Cette absence de perception de l’autorité est terrible pour ces jeunes, car ils sont sans limites ; contrairement à ce que l’on pourrait croire, c’est particulièrement angoissant pour un adolescent de penser qu’il a le pouvoir de faire peur à un adulte. Cela le met dans une position de toute-puissance inquiétante, lui qui attend de l’adulte des limites qui le rassureront. Cela concerne des enfants de l’âge de neuf, dix ans ; certains sont à la rue de 11 heures du matin, jusqu’à minuit voire plus tard. La rue sera alors le théâtre, où l’on va pouvoir se construire un personnage. Là, ils peuvent enfin exister ou espérer exister, mais la rue est également une prison, à ciel ouvert, la première et, malheureusement, pas la dernière pour beaucoup d’entre eux.
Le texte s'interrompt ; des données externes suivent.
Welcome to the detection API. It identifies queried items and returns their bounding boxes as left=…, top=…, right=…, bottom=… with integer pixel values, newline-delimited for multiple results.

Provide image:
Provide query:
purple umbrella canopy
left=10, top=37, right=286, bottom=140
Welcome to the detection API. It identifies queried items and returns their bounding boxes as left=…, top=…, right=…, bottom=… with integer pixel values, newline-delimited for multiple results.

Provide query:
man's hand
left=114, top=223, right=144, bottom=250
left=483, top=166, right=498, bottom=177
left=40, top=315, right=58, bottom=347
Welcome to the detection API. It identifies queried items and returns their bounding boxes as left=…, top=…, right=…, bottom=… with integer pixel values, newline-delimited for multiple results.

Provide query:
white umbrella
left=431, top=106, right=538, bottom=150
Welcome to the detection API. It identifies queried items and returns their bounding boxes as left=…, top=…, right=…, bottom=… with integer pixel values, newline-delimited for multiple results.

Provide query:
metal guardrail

Certains vivent des tensions en se déculpabilisant d’avoir des parents qui ne les assument pas. Ils les mettent hors de cause dans les “bêtises” qu’ils commettent, en disant que leur famille n’est pas responsable et reportent ainsi leur agressivité sur d’autres adultes, figures substitutives de l’expression de la loi. Les parents complices, dévalorisent souvent ces acteurs sociaux (éducateurs, animateurs, enseignants, psychologues, policiers, etc...) en prenant parti pour leurs enfants car ils se retrouvent souvent en rivalité inconsciente avec ces derniers.

Ces attitudes contradictoires des adultes ressemblent fort à celles des adolescents qui fonctionnent dans le clivage. Ces différents intervenants ne doivent pas se laisser piéger par les représentations négatives de certains parents. Ils ne doivent pas non plus chercher à les inverser en adoptant les attitudes que les jeunes attendent, ce qui les entraînerait sur les voies de la culpabilité et de la justification, donc de la faiblesse. Ils doivent au contraire entraîner les parents et adolescents dans des relations respectueuses, qui leur permettront de penser que leur hostilité initiale n’était ni fondée, ni justifiée.